By Donna Kelly
14 August, 2012 — The ancient, buried river valleys often relied on in regional Australia to supply water to pastoralists, mines, tourist centres and remote communities have been mapped in a massive project to study Australia’s future water supply.
The National Water Commission released its findings on these underground river systems, known as paleovalleys, in its Paleovalley Groundwater Project, a $5 million study, conducted by Geoscience Australia, funded under the Raising National Water Standards Program.
They represent the only viable groundwater resource in many areas with the estimated annual volume of groundwater currently extracted from paleovalleys more than 200 gigalitres in Western Australia, 14 gigalitres in South Australia and eight gigalitres in the Northern Territory.
- See the Paleovalley Groundwater Project x
Geoscience Australia project leader Steven Lewis said paleovalley groundwater resources were essential to sustaining mining operations, horticulture, tourist sites and thousands of bores on pastoral stations.
However, an accurate account of the water recharge processes was critical to inform decisions on how extraction should be handled to ensure sustainability of the resource, he said.
“Prior to this project there was no coordinated investigation at a national-scale to improve our knowledge of paleovalley aquifers.

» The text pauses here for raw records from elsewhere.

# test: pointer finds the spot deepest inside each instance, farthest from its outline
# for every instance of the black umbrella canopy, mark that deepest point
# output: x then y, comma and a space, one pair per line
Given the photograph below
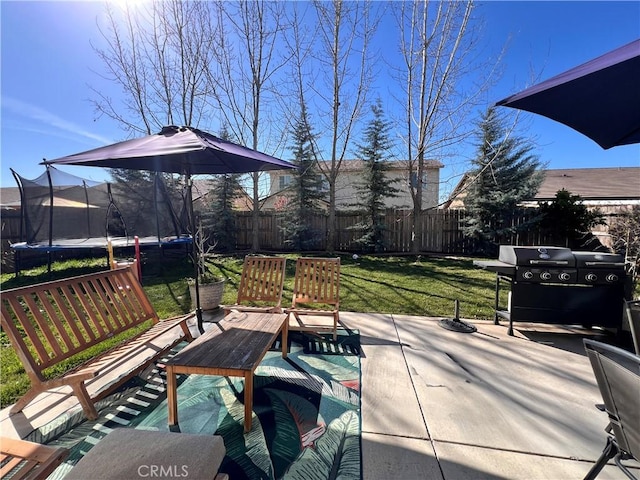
182, 150
600, 99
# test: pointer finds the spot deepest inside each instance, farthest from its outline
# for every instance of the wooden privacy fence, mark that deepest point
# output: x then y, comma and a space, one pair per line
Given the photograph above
441, 231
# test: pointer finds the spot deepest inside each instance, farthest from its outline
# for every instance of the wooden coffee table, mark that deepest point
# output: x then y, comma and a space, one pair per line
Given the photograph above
234, 347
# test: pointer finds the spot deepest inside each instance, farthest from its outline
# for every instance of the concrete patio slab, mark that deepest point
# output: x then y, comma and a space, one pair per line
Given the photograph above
452, 406
385, 457
464, 462
503, 392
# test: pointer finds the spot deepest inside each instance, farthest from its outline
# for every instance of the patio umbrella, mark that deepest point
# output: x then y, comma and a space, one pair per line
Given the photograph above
182, 150
600, 98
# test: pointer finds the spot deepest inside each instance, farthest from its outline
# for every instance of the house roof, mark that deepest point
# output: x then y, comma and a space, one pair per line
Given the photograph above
592, 183
358, 165
202, 186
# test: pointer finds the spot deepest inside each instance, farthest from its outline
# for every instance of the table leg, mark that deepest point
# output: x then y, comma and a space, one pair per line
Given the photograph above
172, 394
285, 337
248, 400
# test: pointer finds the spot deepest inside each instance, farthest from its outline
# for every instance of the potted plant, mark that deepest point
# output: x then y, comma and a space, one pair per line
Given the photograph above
211, 287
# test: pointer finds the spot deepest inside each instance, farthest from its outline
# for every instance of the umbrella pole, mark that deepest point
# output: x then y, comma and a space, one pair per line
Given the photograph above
194, 245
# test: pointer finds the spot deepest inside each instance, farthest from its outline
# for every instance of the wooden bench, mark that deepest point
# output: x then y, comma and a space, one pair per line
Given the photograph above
50, 322
22, 460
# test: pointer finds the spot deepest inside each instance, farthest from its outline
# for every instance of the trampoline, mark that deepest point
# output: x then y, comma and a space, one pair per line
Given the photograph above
60, 211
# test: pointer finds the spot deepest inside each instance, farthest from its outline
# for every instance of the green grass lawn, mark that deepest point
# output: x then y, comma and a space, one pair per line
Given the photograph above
409, 285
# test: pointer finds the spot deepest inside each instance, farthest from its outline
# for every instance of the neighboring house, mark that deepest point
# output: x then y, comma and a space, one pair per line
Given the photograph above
201, 190
609, 189
351, 174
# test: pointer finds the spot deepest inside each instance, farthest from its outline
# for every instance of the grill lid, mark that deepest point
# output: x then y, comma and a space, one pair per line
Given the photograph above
537, 256
612, 261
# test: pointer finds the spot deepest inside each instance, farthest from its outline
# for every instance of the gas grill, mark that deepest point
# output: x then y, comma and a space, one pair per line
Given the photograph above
558, 286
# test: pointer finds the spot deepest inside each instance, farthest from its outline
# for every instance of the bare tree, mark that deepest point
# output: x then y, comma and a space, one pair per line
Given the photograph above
345, 31
436, 45
247, 44
159, 54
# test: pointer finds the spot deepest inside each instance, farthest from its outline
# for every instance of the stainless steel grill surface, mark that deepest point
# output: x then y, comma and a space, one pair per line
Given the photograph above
556, 285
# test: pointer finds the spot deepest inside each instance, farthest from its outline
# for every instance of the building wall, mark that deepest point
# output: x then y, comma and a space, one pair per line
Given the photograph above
347, 193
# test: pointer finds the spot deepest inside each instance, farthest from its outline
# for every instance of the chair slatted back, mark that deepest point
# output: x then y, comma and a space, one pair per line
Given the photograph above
317, 280
633, 315
618, 375
262, 280
53, 321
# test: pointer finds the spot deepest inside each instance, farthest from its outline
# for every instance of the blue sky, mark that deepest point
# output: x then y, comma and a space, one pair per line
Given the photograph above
48, 65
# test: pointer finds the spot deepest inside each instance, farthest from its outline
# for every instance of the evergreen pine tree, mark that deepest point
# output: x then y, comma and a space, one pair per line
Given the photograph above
376, 186
304, 192
567, 222
219, 220
505, 174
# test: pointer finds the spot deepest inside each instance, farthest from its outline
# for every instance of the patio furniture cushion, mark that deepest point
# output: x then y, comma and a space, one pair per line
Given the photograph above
129, 453
28, 460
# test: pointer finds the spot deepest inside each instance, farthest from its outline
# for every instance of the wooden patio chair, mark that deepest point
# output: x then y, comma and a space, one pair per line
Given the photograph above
316, 293
24, 460
617, 373
260, 287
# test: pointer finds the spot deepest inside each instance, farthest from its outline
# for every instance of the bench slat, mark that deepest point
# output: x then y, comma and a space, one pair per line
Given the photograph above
61, 302
44, 329
51, 322
21, 315
48, 303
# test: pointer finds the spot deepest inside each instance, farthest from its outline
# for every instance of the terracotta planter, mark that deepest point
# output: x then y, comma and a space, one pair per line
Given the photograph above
210, 295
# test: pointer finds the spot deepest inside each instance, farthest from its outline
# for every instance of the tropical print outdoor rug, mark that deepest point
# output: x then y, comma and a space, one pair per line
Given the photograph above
306, 408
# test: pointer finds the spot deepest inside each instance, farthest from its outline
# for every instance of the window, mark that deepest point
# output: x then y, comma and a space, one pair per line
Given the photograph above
284, 181
414, 179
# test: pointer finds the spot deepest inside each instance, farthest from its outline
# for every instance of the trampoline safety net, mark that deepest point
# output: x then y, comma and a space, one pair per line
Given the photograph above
60, 210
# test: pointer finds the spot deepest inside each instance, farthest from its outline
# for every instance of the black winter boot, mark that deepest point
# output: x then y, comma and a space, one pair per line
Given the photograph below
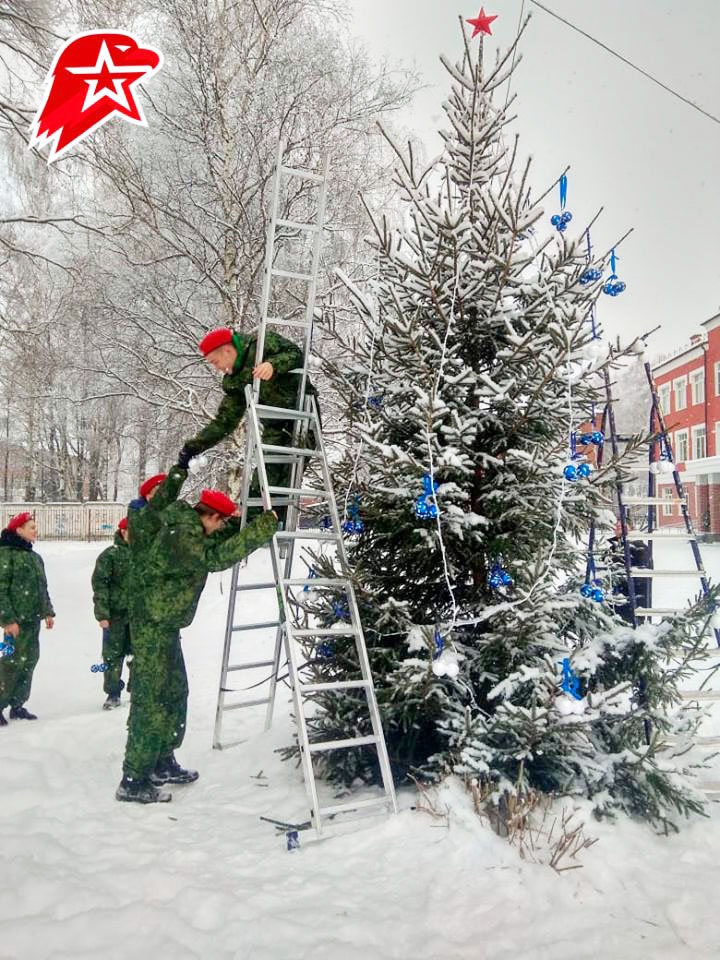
141, 791
20, 713
168, 770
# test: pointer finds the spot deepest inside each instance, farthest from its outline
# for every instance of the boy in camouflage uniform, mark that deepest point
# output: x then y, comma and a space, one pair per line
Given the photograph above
24, 602
189, 543
233, 354
110, 601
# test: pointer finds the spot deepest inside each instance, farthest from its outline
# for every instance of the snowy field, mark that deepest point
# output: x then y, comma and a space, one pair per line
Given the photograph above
82, 876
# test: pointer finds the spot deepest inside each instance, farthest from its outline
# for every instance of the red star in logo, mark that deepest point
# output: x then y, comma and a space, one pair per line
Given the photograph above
482, 23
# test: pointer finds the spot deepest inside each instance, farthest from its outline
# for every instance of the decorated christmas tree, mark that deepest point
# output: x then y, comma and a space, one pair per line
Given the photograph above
475, 364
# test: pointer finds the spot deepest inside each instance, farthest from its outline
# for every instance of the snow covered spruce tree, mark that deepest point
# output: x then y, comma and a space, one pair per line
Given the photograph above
474, 364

Nor was there a well-defined approach for mapping and characterising paleovalley aquifers as prospective water resource targets,” he said.
A map showing about 200 discrete palaeovalleys in Western Australia, South Australia and the Northern Territory has also been developed.
“Some of these paleovalleys were larger than the Murray-Darling River system, and we have mapped several that began in the Northern Territory and ran westwards until they eventually flowed into the Indian Ocean,” Dr Lewis said.
“In undertaking this work, we also recognised the importance of paleovalleys to the mineral exploration industry, which could utilise naturally occurring groundwater that has up to four times the salinity of sea water.”
Dr Lewis said the National Water Commission was keen for any future decisions regarding water extraction to take into account the principles agreed under the National Water Initiative for the sustainable and economically efficient use of water resources.
Dr Steven Lewis and colleague Dr Pauline English presented their findings at the 34th International Geological Congress in Brisbane on 9 August.